Na BNCC são introduzidas as chamadas “Competências gerais da Educação Básica”, as quais se desdobram em habilidades específicas para cada área do conhecimento, bem como para cada um dos componentes curriculares. Duas das competências gerais descritas na BNCC resumem este ideal de educação ligado à autonomia, a saber:


6- Fazer escolhas alinhadas ao exercício da cidadania e ao seu projeto de vida, com liberdade, autonomia, consciência crítica e responsabilidade.

10- Agir pessoal e coletivamente com autonomia, responsabilidade, flexibilidade, resiliência e determinação, tomando decisões com base em princípios éticos, democráticos, inclusivos, sustentáveis e solidários.

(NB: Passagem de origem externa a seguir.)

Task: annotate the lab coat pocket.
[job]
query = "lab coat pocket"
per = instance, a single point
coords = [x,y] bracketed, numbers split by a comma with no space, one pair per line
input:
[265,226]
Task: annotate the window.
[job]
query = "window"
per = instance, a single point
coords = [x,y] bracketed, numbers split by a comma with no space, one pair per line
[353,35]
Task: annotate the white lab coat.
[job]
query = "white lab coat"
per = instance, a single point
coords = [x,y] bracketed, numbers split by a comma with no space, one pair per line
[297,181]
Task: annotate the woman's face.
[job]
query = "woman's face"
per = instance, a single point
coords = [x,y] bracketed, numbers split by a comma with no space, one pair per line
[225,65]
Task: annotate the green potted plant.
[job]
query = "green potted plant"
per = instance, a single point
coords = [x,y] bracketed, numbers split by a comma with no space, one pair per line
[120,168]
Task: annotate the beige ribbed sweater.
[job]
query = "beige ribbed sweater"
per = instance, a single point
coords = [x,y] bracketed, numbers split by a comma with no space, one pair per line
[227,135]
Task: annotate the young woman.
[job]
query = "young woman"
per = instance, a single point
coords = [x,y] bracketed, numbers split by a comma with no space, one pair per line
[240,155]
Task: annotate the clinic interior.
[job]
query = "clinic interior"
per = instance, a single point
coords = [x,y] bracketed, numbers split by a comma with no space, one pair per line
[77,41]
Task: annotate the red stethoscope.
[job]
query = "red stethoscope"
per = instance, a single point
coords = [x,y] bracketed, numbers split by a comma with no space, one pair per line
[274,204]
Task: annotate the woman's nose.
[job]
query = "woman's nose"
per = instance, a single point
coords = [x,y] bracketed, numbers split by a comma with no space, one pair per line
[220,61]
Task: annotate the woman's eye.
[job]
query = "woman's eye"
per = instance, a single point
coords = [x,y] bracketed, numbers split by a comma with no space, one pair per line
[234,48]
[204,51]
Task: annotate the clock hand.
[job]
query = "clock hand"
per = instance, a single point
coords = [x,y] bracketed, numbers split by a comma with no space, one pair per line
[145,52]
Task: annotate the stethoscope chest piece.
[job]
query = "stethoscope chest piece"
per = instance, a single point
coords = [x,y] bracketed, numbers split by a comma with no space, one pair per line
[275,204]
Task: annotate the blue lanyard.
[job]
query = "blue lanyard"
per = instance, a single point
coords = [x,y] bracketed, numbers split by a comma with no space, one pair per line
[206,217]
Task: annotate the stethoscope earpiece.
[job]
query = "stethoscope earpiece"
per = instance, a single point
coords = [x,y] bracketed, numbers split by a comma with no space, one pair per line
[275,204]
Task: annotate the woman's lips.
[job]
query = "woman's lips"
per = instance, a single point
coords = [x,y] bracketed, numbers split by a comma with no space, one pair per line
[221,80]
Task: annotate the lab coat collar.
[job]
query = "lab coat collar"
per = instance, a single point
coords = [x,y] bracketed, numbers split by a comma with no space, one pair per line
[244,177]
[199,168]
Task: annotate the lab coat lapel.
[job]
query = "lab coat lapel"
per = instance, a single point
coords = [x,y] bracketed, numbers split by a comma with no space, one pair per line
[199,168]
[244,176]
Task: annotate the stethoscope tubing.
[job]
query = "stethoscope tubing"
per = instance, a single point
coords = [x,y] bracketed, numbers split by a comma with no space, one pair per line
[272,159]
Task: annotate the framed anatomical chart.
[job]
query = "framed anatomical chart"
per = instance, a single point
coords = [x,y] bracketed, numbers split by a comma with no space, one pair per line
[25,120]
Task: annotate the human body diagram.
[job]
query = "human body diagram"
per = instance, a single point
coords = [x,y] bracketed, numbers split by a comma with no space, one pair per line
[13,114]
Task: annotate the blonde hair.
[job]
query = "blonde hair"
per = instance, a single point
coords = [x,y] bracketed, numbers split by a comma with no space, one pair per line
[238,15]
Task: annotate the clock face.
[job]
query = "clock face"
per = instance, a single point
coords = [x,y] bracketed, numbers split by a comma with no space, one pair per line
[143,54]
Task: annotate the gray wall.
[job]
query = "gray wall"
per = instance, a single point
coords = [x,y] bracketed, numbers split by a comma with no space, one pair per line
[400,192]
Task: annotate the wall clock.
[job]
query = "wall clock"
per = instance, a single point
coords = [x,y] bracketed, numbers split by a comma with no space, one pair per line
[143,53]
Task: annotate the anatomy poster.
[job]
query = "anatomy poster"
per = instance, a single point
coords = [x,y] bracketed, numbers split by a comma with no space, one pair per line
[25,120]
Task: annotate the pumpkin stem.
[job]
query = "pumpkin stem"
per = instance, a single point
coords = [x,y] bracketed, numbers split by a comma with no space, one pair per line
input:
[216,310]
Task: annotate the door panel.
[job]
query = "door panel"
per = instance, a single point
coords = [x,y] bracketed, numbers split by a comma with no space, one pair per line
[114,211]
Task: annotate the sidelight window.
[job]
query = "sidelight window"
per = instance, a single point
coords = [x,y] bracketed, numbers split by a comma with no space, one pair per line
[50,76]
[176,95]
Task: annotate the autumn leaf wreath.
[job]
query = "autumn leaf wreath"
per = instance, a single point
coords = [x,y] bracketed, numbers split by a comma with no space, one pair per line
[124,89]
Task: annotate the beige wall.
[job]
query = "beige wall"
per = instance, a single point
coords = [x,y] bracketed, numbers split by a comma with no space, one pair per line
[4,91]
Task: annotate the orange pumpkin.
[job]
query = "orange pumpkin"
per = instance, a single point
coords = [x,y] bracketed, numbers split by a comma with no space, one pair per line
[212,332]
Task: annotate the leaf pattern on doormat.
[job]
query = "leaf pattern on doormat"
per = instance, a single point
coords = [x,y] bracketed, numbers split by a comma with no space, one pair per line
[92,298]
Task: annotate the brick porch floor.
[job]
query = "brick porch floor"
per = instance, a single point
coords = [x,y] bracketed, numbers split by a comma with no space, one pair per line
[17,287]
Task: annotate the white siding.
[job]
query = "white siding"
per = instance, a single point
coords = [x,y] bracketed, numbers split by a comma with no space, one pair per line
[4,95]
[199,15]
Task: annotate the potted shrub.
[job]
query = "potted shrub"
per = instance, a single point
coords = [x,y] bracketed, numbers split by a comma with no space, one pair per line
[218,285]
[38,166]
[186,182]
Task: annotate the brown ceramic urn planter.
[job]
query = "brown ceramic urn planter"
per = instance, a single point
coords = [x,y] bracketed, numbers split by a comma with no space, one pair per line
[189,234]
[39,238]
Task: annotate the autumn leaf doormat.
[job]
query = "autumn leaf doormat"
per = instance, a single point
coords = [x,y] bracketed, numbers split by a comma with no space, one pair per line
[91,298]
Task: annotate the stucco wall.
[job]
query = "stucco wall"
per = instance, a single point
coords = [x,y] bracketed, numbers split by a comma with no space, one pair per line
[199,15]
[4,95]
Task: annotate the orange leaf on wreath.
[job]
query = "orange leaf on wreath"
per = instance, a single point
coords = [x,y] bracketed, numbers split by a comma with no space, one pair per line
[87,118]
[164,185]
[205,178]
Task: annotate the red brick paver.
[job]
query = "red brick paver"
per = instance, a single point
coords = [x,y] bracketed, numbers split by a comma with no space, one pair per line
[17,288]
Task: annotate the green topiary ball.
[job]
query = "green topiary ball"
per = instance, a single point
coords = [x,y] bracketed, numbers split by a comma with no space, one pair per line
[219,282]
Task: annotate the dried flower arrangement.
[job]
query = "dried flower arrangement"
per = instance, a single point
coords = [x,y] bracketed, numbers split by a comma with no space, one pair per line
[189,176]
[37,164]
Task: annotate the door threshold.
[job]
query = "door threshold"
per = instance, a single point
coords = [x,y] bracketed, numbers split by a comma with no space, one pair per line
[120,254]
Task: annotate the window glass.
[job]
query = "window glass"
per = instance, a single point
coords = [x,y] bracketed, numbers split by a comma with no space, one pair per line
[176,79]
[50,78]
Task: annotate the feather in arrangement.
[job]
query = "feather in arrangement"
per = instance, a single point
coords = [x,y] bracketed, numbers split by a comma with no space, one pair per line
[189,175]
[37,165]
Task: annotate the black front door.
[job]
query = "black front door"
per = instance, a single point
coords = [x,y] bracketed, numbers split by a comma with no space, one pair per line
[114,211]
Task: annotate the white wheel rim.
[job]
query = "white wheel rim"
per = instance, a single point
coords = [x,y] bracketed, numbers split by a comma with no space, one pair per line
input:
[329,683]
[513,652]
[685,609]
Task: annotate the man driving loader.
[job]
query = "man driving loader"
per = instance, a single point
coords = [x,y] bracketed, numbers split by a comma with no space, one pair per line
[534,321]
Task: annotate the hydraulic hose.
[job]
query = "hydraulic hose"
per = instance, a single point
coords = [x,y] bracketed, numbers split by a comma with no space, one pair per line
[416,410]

Indo mais a fundo na Base, no âmbito da Educação Infantil muitas aprendizagens se relacionam com o desenvolvimento da autonomia, não apenas no que se refere aos assuntos acadêmicos, mas em atividades cotidianas, como alimentação, higiene, autocuidado entre outras. Já no que se refere aos anos finais do Ensino Fundamental, a BNCC ressalta a importância de “fortalecer a autonomia dos adolescentes, oferecendo-lhes condições e ferramentas para acessar e interagir criticamente com diferentes conhecimentos e fontes de informação” (BNCC, p.58).

Quando passamos para os princípios e finalidades que orientam o Ensino Médio, temos o aprimoramento do estudante como pessoa humana, incluindo a formação ética e o desenvolvimento da autonomia intelectual e do pensamento crítico, tendo em vista o exercício da cidadania e a construção de uma sociedade mais justa e democrática. Ao longo de todas as aprendizagens esperadas para o Ensino Médio, encontramos competências e habilidades que se relacionam com o exercício da autonomia e a criticidade. Por exemplo, uma das Competências Específicas de Linguagens e suas Tecnologias diz o seguinte:


3- Utilizar diferentes linguagens (artísticas, corporais e verbais) para exercer, com autonomia e colaboração, protagonismo e autoria na vida pessoal e coletiva, de forma crítica, criativa, ética e solidária, defendendo pontos de vista que respeitem o outro e promovam os Direitos Humanos, a consciência socioambiental e o consumo responsável, em âmbito local, regional e global.


Outro exemplo, no campo Artístico-literário da Língua Portuguesa, é a habilidade EM13LP50, na qual é esperado do estudante “selecionar obras do repertório artístico-literário contemporâneo à disposição segundo suas predileções, de modo a constituir um acervo pessoal e dele se apropriar para se inserir e intervir com autonomia e criticidade no meio cultural”.

Se pensarmos a partir das concepções descritas acima, autonomia está relacionada com a compreensão que cada um tem do mundo e de seu papel na sociedade e, a partir disso, fazer uso de suas habilidades para o seu crescimento pessoal, bem como para intervir na sociedade da melhor maneira possível.

Atrelado a isso, muito mais do que “aprender a aprender”, a educação para a autonomia deve levar em conta o caráter dialético da relação de todos sujeitos envolvidos na aprendizagem (não apenas professor e aluno). Como já dizia Paulo Freire, “sujeitos dialógicos aprendem e crescem na diferença, sobretudo no respeito a ela” (2002, p.25). Ser autônomo não é “fazer tudo sozinho” ou não precisar de ajuda. De acordo com Wallon, o desenvolvimento da identidade e da autonomia não significa “separar-se” do outro, mas estabelecer uma nova forma de relação com ele.




Fontes consultadas:


BRASIL. Ministério da Educação. CNE. Diretrizes Curriculares Nacionais da Educação Básica. 2013.

______. Ministério da Educação. CNE. Base Nacional Comum Curricular (BNCC). Homologada no dia 20 de dezembro de 2017.

FREIRE, Paulo. Pedagogia da Autonomia: saberes necessários à prática educativa. São Paulo: Paz e Terra, 2002.